Although mature lymphocytes all look pretty much alike, they are extraordinarily diverse in their functions. The most abundant lymphocytes are:
• B lymphocytes (often simply called B cells) and
• T lymphocytes (likewise called T cells
The specificity of binding resides in a receptor for antigen:
• The B cell receptor (BCR) for antigen and
• The T cell receptor (TCR) respectively.
Both BCRs and TCRs share these properties:
• They are integral membrane proteins.
• They are present in thousands of identical copies exposed at the cell surface.
• They are made before the cell ever encounters an antigen.
• They are encoded by genes assembled by the recombination of segments of DNA.
How antigen receptor diversity is generated
• They have a unique binding site.
• This site binds to a portion of the antigen called an antigenic determinant or epitope.
• The binding, like that between an enzyme and its substrate depends on complementarity of the surface of the receptor and the surface of the epitope.
• Successful binding of the antigen receptor to the epitope, if accompanied by additional signals, results in:
Stimulation of the cell to leave G0 and enter the cell cycle.
Repeated mitosis leads to the development of a clone of cells bearing the same antigen receptor; that is, a clone of cells of the identical specificity.
BCRs and TCRs differ in:
• Their structure;
• The genes that encode them;
• The type of epitope to which they bind.
Epitopes
An epitope, also known as antigenic determinant, is the part of an antigen that is recognized by the immune system, specifically by antibodies, B cells, or T cells.

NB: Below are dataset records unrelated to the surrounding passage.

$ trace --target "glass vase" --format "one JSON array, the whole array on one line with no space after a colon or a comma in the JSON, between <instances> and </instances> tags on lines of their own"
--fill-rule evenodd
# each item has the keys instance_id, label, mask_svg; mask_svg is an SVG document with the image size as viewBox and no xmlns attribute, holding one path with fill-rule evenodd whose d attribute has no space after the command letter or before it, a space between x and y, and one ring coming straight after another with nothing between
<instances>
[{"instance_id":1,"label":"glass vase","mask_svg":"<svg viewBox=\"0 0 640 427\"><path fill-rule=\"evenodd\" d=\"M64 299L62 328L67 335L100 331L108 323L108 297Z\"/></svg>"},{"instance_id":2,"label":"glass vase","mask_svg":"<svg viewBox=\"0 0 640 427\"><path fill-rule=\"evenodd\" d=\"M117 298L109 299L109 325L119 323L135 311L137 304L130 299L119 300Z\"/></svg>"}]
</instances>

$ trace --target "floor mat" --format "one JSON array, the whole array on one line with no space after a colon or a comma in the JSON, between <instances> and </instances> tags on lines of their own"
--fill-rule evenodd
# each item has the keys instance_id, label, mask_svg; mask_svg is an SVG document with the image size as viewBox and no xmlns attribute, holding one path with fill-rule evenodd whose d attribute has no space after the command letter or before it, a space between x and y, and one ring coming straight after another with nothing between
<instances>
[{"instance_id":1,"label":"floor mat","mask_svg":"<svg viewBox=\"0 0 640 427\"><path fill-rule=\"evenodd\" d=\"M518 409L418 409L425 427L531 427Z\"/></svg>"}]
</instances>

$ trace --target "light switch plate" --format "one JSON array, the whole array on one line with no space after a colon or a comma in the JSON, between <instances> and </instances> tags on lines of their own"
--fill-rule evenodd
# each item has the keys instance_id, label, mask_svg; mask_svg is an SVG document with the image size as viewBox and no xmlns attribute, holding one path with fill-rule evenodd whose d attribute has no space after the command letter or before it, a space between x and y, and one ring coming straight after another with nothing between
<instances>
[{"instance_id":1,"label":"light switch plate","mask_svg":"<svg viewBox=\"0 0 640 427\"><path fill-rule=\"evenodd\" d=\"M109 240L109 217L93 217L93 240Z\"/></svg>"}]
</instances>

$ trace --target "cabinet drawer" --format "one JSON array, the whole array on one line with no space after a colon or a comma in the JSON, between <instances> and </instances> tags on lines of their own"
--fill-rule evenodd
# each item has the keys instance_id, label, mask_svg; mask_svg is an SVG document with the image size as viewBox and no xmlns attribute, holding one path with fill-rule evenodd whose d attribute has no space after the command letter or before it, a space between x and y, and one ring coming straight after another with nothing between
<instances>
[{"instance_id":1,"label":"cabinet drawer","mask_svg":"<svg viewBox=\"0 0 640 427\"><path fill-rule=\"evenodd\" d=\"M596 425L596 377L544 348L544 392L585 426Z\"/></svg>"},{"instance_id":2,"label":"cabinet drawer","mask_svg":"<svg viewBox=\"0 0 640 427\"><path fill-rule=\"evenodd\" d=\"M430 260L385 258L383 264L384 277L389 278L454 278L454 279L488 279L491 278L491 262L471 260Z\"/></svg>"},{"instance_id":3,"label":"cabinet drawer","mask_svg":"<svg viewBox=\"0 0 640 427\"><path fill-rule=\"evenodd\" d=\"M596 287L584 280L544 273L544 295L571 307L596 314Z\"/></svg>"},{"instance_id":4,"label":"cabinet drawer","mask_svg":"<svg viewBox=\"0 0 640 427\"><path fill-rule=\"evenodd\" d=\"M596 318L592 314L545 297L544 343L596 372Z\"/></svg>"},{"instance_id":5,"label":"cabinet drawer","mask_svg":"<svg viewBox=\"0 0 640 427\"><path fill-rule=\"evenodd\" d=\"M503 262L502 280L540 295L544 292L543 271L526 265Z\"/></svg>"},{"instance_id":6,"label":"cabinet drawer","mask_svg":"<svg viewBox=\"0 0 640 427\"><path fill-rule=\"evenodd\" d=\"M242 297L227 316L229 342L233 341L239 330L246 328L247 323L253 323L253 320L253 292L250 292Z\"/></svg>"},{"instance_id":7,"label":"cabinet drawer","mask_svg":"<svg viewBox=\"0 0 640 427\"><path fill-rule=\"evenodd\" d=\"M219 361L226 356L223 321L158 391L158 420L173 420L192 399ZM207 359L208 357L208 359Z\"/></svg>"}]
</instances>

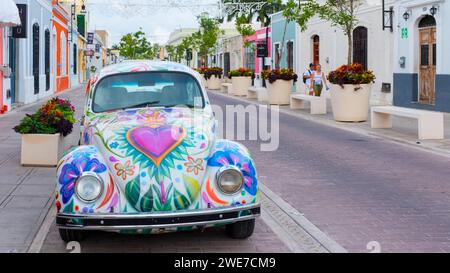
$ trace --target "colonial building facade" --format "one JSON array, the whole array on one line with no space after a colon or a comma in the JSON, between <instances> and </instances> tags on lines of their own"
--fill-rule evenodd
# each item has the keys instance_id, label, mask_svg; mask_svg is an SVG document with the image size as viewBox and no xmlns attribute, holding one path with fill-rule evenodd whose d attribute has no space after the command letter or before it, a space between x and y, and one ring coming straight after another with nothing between
<instances>
[{"instance_id":1,"label":"colonial building facade","mask_svg":"<svg viewBox=\"0 0 450 273\"><path fill-rule=\"evenodd\" d=\"M22 26L4 32L3 63L11 75L4 88L3 104L32 103L53 93L50 81L51 19L50 0L15 0Z\"/></svg>"},{"instance_id":2,"label":"colonial building facade","mask_svg":"<svg viewBox=\"0 0 450 273\"><path fill-rule=\"evenodd\" d=\"M53 0L53 42L56 45L53 52L53 71L56 72L54 80L55 91L61 92L69 88L69 13Z\"/></svg>"},{"instance_id":3,"label":"colonial building facade","mask_svg":"<svg viewBox=\"0 0 450 273\"><path fill-rule=\"evenodd\" d=\"M394 1L385 2L386 10L394 5ZM383 29L381 1L363 3L357 10L357 19L358 24L353 30L353 62L373 70L377 77L371 103L392 104L395 26ZM313 19L303 32L297 26L297 41L299 73L306 71L310 63L321 64L325 73L347 64L347 36L328 21Z\"/></svg>"},{"instance_id":4,"label":"colonial building facade","mask_svg":"<svg viewBox=\"0 0 450 273\"><path fill-rule=\"evenodd\" d=\"M450 112L450 3L397 1L394 104Z\"/></svg>"},{"instance_id":5,"label":"colonial building facade","mask_svg":"<svg viewBox=\"0 0 450 273\"><path fill-rule=\"evenodd\" d=\"M272 67L274 69L290 68L297 71L296 24L288 22L282 12L271 16L272 28Z\"/></svg>"}]
</instances>

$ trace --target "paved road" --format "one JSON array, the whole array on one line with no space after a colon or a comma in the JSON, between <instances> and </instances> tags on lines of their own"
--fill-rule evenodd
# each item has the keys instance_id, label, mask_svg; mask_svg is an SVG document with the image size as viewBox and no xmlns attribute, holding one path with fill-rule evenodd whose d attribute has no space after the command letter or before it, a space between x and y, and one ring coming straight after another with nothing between
<instances>
[{"instance_id":1,"label":"paved road","mask_svg":"<svg viewBox=\"0 0 450 273\"><path fill-rule=\"evenodd\" d=\"M449 158L283 113L277 151L243 143L263 182L347 250L450 251Z\"/></svg>"},{"instance_id":2,"label":"paved road","mask_svg":"<svg viewBox=\"0 0 450 273\"><path fill-rule=\"evenodd\" d=\"M213 93L210 99L221 107L241 103ZM286 114L280 115L277 151L243 143L262 182L347 250L367 252L367 243L377 241L383 252L450 251L450 159ZM264 221L258 223L255 236L237 244L218 230L161 237L96 233L82 250L287 251ZM54 225L42 251L67 252Z\"/></svg>"}]
</instances>

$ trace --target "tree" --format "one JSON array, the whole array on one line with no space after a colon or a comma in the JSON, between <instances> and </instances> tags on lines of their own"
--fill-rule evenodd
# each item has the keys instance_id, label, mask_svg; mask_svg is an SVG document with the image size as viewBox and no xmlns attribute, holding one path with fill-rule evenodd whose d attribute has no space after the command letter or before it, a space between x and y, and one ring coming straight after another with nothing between
<instances>
[{"instance_id":1,"label":"tree","mask_svg":"<svg viewBox=\"0 0 450 273\"><path fill-rule=\"evenodd\" d=\"M318 16L327 20L332 26L337 26L347 36L347 63L353 63L353 29L358 24L356 11L363 0L326 0L323 4L314 0L288 0L283 15L296 21L302 31L305 31L311 18Z\"/></svg>"},{"instance_id":2,"label":"tree","mask_svg":"<svg viewBox=\"0 0 450 273\"><path fill-rule=\"evenodd\" d=\"M117 48L126 59L151 59L153 55L151 43L142 30L123 36Z\"/></svg>"},{"instance_id":3,"label":"tree","mask_svg":"<svg viewBox=\"0 0 450 273\"><path fill-rule=\"evenodd\" d=\"M173 60L176 61L175 46L166 45L165 48L166 48L167 55L169 57L169 61L173 61Z\"/></svg>"},{"instance_id":4,"label":"tree","mask_svg":"<svg viewBox=\"0 0 450 273\"><path fill-rule=\"evenodd\" d=\"M217 40L219 36L224 33L220 29L220 21L215 18L210 18L208 14L202 14L197 17L200 25L199 31L192 34L192 36L186 40L189 46L198 50L200 56L203 56L205 62L208 59L208 54L213 52L216 48Z\"/></svg>"},{"instance_id":5,"label":"tree","mask_svg":"<svg viewBox=\"0 0 450 273\"><path fill-rule=\"evenodd\" d=\"M159 59L161 52L161 46L158 43L154 43L151 47L151 57L150 59Z\"/></svg>"}]
</instances>

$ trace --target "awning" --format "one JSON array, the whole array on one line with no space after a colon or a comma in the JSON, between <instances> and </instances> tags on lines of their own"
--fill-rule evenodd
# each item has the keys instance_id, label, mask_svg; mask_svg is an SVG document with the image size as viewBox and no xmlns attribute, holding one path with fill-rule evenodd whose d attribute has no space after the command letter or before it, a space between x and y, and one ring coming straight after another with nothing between
<instances>
[{"instance_id":1,"label":"awning","mask_svg":"<svg viewBox=\"0 0 450 273\"><path fill-rule=\"evenodd\" d=\"M19 10L13 0L1 0L0 6L0 27L11 27L21 24Z\"/></svg>"}]
</instances>

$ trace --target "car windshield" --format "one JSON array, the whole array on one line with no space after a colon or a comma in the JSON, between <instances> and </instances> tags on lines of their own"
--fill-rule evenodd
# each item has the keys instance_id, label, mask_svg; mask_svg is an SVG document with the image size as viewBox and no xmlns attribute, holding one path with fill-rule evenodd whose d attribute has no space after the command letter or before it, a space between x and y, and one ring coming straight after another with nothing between
<instances>
[{"instance_id":1,"label":"car windshield","mask_svg":"<svg viewBox=\"0 0 450 273\"><path fill-rule=\"evenodd\" d=\"M108 76L97 84L95 113L143 107L203 108L198 81L181 72L140 72Z\"/></svg>"}]
</instances>

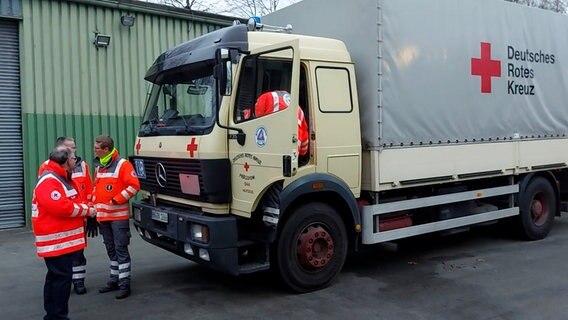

For example, the epitope is the specific piece of the antigen that an antibody binds to. The part of an antibody that binds to the epitope is called a paratope.
The epitopes of protein antigens are divided into two categories, conformational epitopes and linear epitopes, based on their structure and interaction with the paratope. A conformational epitope is composed of discontinuous sections of the antigen's amino acid sequence. These epitopes interact with the paratope based on the 3-D surface features and shape or tertiary structure of the antigen. The proportion of epitopes that are conformational is unknown.
By contrast, linear epitopes interact with the paratope based on their primary structure. A linear epitope is formed by a continuous sequence of amino acids from the antigen.
T cell epitopes are presented on the surface of an antigen-presenting cell, where they are bound to MHC molecules. In humans, professional antigen-presenting cells are specialized to present MHC class II peptides, whereas most nucleated somatic cells present MHC class I peptides.
MHC class I and II epitopes can be reliably predicted by computational means alone.
Epitopes are often used in proteomics and the study of other gene products. Using recombinant DNA techniques genetic sequences coding for epitopes that are recognized by common antibodies can be fused to the gene. Following synthesis, the resulting epitope tag allows the antibody to find the protein or other gene product enabling lab techniques for localization, purification, and further molecular characterization.
Vaccination is generally considered to be the most effective method of preventing infectious diseases. All vaccinations work by presenting a foreign antigen to the immune system in order to evoke an immune response. The active agent of a vaccine may be intact but inactivated (‘attenuated’) forms of the causative pathogens (bacteria or viruses), or purified components of the pathogen that have been found to be highly immunogenic. The increased understanding of antigen recognition at molecular level has resulted in the development of rationally designed peptide vaccines. The concept of peptide vaccines is based on identification and chemical synthesis of B-cell and T-cell epitopes which are immunodominant and can induce specific immune responses. The accelerating growth of bioinformatics techniques and applications along with the substantial amount of experimental data has given rise to the probability of development new vaccines.